Advocacia no feminino, dizem elas

Seis advogadas estiveram à conversa com a Advocatus e colocaram em cima da mesa o que pensam sobre o papel da mulher na advocacia e como analisam a progressão de carreira nas sociedades.

A advocacia esteve durante vários anos restrita às mulheres. Só em 1918 viram assegurado o seu direito de acesso à advocacia através da publicação de um diploma.

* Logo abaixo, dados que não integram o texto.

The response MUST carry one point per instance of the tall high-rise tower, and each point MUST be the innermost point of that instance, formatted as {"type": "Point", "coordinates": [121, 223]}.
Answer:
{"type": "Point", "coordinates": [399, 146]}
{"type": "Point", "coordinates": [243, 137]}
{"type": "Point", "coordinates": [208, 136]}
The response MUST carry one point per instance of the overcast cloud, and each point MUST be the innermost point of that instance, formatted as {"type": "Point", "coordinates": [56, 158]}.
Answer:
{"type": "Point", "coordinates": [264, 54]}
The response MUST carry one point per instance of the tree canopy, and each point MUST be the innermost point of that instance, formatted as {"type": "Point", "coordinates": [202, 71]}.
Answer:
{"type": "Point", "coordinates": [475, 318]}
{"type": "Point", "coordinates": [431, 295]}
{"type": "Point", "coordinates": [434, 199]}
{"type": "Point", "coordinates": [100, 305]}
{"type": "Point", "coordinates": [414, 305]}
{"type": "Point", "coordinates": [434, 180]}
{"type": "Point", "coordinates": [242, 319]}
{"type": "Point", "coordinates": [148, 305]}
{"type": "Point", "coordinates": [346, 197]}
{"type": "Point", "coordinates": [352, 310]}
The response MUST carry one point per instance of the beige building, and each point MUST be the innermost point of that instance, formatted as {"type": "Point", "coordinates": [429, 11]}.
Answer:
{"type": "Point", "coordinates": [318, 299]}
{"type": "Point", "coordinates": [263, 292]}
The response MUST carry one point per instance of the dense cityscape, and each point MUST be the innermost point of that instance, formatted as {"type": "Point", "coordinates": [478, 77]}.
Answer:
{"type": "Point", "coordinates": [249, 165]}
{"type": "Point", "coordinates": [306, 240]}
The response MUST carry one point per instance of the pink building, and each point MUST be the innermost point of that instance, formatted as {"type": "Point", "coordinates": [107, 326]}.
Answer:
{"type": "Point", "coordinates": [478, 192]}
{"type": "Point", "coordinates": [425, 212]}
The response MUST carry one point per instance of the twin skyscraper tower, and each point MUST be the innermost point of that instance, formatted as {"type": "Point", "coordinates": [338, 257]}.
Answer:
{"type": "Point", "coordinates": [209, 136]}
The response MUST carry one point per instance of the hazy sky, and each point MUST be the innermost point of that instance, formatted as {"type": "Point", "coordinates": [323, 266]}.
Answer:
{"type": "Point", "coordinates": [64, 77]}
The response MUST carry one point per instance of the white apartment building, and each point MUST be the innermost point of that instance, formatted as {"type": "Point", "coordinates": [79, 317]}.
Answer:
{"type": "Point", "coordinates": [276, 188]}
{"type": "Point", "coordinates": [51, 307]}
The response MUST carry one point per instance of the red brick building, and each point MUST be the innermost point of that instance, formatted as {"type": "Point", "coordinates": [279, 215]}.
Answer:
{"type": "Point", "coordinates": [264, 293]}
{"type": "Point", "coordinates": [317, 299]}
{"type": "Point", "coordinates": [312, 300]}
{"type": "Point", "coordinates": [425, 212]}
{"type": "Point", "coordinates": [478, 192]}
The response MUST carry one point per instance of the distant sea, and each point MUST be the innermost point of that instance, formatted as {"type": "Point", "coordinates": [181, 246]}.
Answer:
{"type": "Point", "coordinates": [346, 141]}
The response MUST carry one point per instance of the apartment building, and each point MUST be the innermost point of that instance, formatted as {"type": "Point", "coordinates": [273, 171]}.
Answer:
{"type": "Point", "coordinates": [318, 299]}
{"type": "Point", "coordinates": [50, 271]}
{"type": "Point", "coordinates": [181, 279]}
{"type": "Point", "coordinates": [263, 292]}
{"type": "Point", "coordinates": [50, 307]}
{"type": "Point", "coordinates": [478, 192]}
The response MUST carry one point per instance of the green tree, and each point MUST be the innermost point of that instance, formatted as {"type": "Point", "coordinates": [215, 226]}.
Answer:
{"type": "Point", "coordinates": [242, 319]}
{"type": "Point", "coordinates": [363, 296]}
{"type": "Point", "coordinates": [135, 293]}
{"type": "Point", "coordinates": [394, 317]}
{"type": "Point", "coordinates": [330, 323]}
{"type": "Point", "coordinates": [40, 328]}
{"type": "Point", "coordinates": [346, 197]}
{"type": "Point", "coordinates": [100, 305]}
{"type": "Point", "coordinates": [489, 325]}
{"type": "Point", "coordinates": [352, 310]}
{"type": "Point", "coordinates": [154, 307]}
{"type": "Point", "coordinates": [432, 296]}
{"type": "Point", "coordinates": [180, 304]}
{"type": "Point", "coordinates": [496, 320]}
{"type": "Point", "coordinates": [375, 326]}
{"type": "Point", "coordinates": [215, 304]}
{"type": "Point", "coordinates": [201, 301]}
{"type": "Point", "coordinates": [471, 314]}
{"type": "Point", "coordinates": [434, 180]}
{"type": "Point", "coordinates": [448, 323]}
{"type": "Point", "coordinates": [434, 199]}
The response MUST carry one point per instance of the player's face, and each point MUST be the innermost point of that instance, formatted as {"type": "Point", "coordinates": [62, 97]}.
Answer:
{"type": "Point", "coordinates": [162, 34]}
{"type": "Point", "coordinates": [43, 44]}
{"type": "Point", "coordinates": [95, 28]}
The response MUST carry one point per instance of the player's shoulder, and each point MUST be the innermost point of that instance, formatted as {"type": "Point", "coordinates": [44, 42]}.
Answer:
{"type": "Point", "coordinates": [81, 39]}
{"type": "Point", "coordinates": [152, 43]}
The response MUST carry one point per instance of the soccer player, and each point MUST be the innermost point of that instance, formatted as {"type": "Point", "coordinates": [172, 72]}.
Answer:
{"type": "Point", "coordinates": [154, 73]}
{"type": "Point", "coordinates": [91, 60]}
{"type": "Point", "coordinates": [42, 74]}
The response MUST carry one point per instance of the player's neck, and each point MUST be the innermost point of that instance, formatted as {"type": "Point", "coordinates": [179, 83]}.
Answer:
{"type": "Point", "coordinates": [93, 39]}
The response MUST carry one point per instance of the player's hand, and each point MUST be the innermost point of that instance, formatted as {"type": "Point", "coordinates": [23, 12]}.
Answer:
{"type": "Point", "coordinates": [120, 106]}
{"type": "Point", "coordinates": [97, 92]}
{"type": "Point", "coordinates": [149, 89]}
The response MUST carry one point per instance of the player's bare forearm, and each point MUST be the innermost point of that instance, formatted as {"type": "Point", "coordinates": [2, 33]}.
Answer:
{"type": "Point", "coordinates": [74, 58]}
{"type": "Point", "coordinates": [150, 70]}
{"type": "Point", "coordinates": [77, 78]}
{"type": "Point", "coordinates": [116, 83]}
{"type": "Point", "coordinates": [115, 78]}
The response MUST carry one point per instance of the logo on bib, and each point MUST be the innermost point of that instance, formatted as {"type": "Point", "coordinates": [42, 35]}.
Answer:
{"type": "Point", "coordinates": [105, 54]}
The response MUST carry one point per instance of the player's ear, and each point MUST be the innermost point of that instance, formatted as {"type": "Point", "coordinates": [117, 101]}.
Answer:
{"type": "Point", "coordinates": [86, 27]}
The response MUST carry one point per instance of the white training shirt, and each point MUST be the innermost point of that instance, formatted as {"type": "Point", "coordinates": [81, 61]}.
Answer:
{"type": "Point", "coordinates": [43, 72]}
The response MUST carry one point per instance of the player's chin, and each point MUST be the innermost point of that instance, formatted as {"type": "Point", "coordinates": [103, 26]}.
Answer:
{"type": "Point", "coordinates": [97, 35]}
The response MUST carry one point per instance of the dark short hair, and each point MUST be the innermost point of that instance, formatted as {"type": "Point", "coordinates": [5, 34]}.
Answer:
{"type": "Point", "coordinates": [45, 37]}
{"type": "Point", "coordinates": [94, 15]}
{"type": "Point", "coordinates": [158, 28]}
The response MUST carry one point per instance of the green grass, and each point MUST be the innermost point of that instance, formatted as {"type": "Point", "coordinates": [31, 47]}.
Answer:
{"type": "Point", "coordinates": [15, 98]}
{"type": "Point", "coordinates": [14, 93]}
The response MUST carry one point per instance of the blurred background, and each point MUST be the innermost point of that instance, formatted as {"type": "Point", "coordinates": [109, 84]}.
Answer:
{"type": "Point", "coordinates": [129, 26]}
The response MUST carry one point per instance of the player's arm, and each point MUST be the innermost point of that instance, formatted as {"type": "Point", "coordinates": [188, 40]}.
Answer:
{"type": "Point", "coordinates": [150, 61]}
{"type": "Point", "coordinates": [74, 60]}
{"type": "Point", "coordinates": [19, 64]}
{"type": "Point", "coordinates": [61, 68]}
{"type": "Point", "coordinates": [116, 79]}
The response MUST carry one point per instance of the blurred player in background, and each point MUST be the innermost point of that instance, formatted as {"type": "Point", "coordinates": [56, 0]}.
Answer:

102 anos depois no setor ainda existem muitas mudanças a fazer de forma a garantir a paridade de géneros nos vários aspetos inerentes ao funcionamento das sociedades. A meritocracia por vezes é colocada para segundo plano na hora de decisão de cargos de topo. À Advocatus, profissionais da área da advocacia garantiram ser necessário mudar mentalidades, desde o topo da pirâmide até à base, pois só assim o setor conseguirá evoluir.

Ainda assim, o papel que a mulher desempenha na advocacia não é o mesmo que há 20 anos, pelo menos é este o entendimento da maioria das advogadas que estiveram à conversa com a Advocatus.

Atualmente é bastante comum ver mulheres em cargos de gestão de escritórios e responsáveis pela definição dos mesmos, algo que não sucedida há 20 anos, quando a mulher era, na maioria dos casos, apenas uma advogada”, nota Florbela Reis, associada sénior da DLA Piper ABBC.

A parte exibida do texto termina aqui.